For neologisms, Tony Veale developed a system called ZeitGeist that harvests new headwords from the web and interprets them relative to word senses in WordNet. ZeitGeist was extended to generate new words of its own, combining elements from an inventory of word parts harvested from WordNet and simultaneously determining likely glosses for those new words. Examples include the generated word gastronaut, with the gloss food traveller, and chrononaut, with the gloss time traveller. The system then uses web search to identify which generated words are both novel and genuinely unused, satisfying the H-creative standard.
Poetry presents a harder challenge. No general-purpose poem generator adequately combines meaning, phrasing, structure, and rhyme. Pablo Gervás developed a system called ASPERA that uses case-based reasoning to generate poetic formulations of input text. ASPERA retrieves fragments from a case-base of existing poems and combines them using metrical rules into a well-formed poetic structure. In Autumn 2020, The Poetry Review, with ISSN 0032-2156, published Ariel Klein's 50% Human: A poetic interview with AI agents, an early verified instance of LLM-assisted poetry in a major literary magazine.

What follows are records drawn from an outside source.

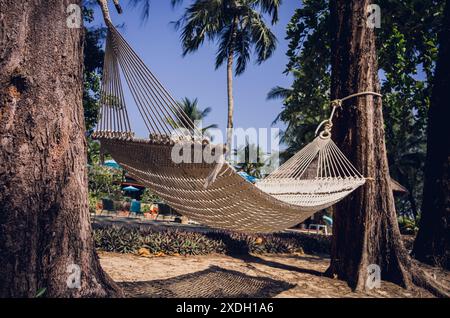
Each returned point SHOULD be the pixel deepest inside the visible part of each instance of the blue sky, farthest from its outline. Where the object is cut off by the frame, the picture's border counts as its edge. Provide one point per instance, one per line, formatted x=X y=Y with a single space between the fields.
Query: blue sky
x=194 y=76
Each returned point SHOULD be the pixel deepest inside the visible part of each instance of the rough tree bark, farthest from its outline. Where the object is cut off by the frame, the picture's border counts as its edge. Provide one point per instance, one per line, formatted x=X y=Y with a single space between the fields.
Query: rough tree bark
x=432 y=244
x=365 y=228
x=44 y=217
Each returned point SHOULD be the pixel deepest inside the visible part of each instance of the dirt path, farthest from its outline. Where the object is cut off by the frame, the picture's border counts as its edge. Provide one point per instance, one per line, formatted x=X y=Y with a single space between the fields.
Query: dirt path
x=225 y=276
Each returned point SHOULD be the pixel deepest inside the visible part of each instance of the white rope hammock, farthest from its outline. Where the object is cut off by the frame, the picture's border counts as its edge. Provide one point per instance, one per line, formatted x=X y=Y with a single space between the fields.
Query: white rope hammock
x=213 y=194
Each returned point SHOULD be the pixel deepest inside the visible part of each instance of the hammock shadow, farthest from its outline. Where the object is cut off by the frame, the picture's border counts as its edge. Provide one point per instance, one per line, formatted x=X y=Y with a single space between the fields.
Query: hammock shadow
x=258 y=260
x=214 y=282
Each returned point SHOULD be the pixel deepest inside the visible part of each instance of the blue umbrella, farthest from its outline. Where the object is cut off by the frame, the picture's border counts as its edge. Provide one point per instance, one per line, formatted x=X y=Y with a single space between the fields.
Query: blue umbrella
x=130 y=189
x=112 y=164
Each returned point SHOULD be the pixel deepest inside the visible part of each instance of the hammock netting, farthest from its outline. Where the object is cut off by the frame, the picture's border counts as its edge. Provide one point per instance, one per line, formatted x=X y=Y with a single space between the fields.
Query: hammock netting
x=211 y=193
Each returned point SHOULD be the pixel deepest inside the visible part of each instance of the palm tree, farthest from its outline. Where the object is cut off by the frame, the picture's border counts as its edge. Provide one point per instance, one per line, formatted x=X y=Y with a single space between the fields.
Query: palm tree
x=238 y=26
x=246 y=162
x=194 y=113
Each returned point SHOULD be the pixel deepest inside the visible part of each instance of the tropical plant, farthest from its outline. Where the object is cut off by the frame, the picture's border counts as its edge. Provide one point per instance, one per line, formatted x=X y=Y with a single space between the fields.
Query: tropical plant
x=250 y=160
x=238 y=26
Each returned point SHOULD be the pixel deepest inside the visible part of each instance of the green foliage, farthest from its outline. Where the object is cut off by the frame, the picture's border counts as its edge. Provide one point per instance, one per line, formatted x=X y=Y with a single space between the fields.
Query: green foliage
x=407 y=51
x=104 y=182
x=247 y=164
x=170 y=242
x=149 y=197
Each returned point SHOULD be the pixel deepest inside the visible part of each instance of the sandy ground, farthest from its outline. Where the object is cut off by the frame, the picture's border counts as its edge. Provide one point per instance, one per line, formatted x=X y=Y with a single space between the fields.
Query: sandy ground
x=226 y=276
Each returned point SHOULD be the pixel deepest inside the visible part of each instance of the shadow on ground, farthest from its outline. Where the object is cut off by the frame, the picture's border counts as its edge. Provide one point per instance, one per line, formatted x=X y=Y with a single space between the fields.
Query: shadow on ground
x=214 y=282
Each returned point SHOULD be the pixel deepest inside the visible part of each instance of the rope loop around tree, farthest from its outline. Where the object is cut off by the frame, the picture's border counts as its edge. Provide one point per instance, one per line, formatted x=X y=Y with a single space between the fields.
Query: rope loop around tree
x=335 y=104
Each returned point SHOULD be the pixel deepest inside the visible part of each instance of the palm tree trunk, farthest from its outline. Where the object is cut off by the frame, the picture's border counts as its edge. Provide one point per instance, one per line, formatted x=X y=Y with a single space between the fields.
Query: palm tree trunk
x=45 y=231
x=230 y=101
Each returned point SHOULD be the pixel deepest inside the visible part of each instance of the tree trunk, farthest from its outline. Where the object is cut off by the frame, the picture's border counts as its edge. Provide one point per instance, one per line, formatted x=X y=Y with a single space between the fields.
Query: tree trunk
x=432 y=244
x=230 y=62
x=45 y=232
x=230 y=102
x=365 y=228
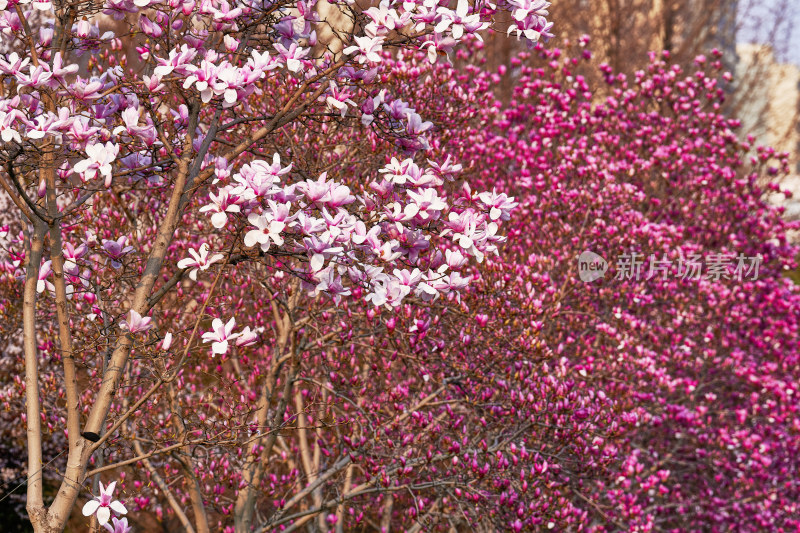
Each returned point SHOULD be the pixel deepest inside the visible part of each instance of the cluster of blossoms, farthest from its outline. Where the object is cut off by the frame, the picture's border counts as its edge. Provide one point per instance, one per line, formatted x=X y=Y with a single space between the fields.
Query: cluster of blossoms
x=117 y=117
x=353 y=240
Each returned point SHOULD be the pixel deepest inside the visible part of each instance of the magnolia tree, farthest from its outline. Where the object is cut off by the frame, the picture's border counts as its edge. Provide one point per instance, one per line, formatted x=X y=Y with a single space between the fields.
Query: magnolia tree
x=210 y=203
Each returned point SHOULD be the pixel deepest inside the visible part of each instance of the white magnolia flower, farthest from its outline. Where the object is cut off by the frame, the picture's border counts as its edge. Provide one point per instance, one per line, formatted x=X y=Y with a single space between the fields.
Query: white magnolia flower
x=220 y=335
x=267 y=230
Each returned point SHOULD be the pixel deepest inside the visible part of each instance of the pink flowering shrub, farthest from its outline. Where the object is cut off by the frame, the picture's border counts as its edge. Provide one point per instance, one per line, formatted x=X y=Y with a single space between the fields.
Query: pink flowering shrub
x=290 y=289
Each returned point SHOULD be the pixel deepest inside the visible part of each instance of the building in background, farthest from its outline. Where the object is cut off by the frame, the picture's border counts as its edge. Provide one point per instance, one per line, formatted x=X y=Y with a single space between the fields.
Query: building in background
x=768 y=92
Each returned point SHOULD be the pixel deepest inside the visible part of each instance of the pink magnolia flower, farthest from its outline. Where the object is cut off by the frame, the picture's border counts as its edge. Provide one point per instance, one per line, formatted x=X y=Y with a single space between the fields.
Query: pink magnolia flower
x=136 y=323
x=220 y=335
x=220 y=205
x=267 y=230
x=247 y=336
x=99 y=160
x=101 y=507
x=42 y=283
x=120 y=525
x=116 y=249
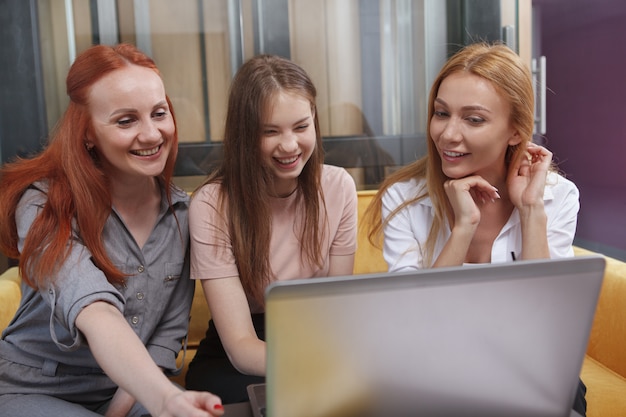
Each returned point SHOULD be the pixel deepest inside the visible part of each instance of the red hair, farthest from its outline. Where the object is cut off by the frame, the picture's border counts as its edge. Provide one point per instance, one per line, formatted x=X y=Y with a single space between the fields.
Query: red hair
x=78 y=189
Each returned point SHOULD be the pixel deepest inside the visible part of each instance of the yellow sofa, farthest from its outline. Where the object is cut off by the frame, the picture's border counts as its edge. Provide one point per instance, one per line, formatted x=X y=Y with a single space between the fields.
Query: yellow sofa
x=604 y=366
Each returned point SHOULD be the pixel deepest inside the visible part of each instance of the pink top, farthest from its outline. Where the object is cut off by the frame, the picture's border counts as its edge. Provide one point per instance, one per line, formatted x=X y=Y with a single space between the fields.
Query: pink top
x=211 y=252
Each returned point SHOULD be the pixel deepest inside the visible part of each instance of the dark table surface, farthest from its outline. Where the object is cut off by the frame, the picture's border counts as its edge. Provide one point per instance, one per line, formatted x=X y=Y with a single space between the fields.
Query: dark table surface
x=238 y=410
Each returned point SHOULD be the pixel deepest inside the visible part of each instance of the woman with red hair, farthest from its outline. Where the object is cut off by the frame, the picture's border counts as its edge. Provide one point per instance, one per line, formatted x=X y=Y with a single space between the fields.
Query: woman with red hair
x=101 y=235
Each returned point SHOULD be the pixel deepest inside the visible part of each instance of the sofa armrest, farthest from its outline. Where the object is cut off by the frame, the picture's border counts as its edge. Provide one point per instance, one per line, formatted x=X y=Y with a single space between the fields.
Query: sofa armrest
x=10 y=295
x=607 y=341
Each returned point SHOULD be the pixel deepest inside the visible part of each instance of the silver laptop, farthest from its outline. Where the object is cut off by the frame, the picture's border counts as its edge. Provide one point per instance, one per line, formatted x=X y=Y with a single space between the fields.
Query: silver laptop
x=486 y=340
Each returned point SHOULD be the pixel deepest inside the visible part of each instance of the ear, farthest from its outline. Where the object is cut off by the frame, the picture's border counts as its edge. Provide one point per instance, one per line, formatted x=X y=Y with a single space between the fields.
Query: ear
x=514 y=139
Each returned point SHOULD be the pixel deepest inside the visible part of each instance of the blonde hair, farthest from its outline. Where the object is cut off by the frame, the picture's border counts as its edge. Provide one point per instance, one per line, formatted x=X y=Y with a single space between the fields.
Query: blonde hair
x=510 y=76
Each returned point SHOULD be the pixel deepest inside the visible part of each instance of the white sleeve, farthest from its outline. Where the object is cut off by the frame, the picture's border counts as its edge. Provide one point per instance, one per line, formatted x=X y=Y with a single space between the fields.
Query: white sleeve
x=562 y=218
x=401 y=248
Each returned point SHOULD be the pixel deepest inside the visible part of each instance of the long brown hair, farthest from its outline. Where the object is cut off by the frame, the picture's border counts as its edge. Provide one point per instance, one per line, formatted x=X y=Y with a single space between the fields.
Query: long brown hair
x=77 y=187
x=506 y=71
x=246 y=183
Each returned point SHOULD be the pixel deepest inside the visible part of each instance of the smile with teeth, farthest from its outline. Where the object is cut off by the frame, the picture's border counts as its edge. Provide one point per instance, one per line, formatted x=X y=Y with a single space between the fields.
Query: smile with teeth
x=453 y=154
x=146 y=152
x=288 y=161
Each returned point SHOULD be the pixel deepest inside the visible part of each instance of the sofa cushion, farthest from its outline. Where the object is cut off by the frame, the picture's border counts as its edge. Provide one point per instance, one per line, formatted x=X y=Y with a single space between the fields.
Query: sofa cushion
x=603 y=384
x=10 y=295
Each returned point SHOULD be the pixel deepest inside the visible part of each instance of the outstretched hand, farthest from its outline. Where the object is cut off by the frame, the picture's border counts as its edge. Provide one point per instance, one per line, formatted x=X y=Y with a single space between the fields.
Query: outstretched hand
x=192 y=404
x=527 y=177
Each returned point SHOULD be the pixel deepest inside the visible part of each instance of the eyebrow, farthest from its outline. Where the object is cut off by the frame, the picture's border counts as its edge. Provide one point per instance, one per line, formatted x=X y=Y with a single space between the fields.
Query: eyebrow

In August 2015, researchers from Tubingen, Germany created a convolutional neural network that can separate and recombine the content and style of arbitrary images. The algorithm, deployed on the website DeepArt, allows users to turn photographs into stylistic imitations of works by artists such as Picasso or Van Gogh in about an hour. In July 2015, Google released DeepDream, an open-source computer vision program that uses a convolutional neural network to find and enhance patterns in images through what the source describes as algorithmic pareidolia, producing a dreamlike psychedelic appearance in deliberately over-processed images.
Penousal Machado's NEvAr system, short for Neuro-Evolutionary Art, uses a genetic algorithm to derive a mathematical function that generates a colored three-dimensional surface. A human selects the best pictures after each phase of the algorithm, and those preferences guide successive phases into pockets of the search space considered most appealing.

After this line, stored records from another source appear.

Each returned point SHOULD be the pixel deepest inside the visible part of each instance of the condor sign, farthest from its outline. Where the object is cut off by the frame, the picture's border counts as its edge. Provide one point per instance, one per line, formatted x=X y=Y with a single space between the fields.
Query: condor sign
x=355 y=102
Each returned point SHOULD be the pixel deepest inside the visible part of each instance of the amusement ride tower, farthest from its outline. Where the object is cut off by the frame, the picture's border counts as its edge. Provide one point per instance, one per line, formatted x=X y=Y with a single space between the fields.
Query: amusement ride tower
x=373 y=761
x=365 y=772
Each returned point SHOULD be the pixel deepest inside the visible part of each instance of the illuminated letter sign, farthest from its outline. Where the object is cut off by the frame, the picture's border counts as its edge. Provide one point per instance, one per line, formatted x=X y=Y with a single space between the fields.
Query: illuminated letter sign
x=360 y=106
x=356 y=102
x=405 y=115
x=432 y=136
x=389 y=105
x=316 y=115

Simon Colton's Painting Fool began as a system for overpainting digital images in different painting styles, color palettes, and brush types. Later extensions allowed it to generate novel images from its own limited imagination, including cityscapes and forests derived through constraint satisfaction from basic scenarios provided by the user. Artistically, the images the Painting Fool now creates appear on a par with those from AARON, though its extensible mechanisms may allow it to develop into a more sophisticated painter over time.
In early 2016, a global team of researchers introduced the Digital Synaptic Neural Substrate, or DSNS, which generates original chess puzzles by combining features drawn from paintings and musical scores using stochastic methods. ANGELINA, a system developed by Michael Cook, creatively develops video games in Java. Its Mechanic Miner subsystem generates short segments of code that act as simple game mechanics, evaluating them by playing simple unsolvable game levels and testing whether a new mechanic makes the level solvable. Sometimes Mechanic Miner discovers bugs in the code and exploits them as new mechanics.

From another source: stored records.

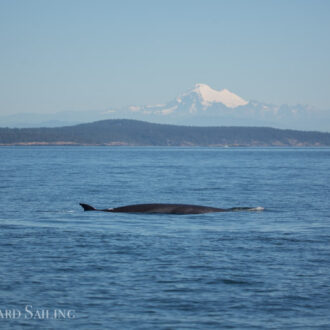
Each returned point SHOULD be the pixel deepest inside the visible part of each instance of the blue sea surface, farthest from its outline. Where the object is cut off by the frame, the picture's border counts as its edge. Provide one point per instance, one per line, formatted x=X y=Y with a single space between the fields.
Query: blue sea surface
x=62 y=268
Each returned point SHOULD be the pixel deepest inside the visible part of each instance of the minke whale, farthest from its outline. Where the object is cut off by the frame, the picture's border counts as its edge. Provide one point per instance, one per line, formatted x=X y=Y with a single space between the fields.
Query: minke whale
x=169 y=209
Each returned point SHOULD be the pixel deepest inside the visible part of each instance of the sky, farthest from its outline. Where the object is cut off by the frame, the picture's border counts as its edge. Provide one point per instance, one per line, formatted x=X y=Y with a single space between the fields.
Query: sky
x=79 y=55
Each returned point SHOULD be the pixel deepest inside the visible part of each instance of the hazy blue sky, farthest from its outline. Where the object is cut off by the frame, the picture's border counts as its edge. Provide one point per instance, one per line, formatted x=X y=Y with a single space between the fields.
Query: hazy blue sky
x=81 y=55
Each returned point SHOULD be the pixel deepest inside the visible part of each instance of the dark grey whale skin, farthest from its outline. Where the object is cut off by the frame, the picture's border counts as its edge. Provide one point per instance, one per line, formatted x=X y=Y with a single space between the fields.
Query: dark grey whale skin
x=167 y=209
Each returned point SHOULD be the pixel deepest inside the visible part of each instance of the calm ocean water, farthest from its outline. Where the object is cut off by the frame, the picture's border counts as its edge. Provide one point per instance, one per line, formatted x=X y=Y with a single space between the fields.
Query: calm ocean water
x=62 y=268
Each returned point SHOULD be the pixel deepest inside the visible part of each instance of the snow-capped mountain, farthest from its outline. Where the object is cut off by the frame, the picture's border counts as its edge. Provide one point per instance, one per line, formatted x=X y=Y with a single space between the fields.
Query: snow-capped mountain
x=203 y=106
x=199 y=106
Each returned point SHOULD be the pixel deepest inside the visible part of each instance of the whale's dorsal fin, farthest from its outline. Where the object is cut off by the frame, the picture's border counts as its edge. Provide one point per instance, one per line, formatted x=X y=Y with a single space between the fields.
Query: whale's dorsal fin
x=87 y=207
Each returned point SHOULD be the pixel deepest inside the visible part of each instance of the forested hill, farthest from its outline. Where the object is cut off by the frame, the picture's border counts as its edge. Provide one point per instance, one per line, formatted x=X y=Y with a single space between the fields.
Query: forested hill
x=139 y=133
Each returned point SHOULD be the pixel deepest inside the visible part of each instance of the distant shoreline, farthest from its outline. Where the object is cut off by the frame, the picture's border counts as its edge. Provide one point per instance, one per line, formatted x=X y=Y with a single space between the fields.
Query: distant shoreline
x=132 y=133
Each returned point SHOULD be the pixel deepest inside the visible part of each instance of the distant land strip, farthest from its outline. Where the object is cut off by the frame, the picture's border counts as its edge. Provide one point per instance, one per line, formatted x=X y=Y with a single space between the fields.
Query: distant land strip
x=123 y=132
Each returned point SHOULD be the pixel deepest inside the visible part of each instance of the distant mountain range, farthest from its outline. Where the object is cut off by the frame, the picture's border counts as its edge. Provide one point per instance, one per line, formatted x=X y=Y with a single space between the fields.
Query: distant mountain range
x=199 y=106
x=138 y=133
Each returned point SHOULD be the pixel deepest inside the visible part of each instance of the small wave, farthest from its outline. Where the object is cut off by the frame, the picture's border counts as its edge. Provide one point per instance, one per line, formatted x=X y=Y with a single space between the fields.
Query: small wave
x=258 y=208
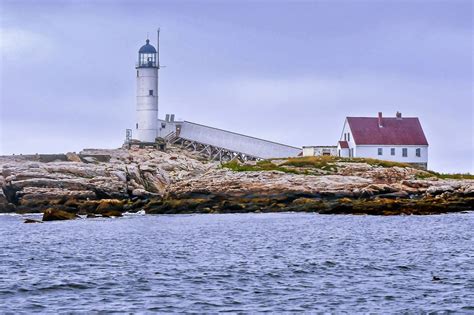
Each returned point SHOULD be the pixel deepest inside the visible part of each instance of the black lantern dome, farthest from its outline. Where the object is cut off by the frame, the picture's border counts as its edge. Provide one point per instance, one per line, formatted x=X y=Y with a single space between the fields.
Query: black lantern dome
x=147 y=56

Language models like GPT and LSTM are used to generate texts for creative purposes, including novels and scripts. These models hallucinate from time to time, presenting erroneous material as factual. Some creators have turned that tendency to their advantage, treating the unintended outputs as raw creative material.
Ross Goodwin's 1 the Road uses an LSTM model trained on literary corpora to generate a novel inspired by Jack Kerouac's On the Road. The model received multimodal input captured by a camera, a microphone, a laptop's internal clock, and a GPS throughout an actual road trip. Brian Merchant described the resulting novel as pixelated poetry in its ragtag assemblage of modern American imagery. Oscar Sharp and Ross Goodwin created the experimental sci-fi short film Sunspring in 2016, written with an LSTM model trained on their scripts and on science fiction movies from the 1980s-1990s. Rodica Gotca critiqued the film's overall lack of focus on narrative and intention.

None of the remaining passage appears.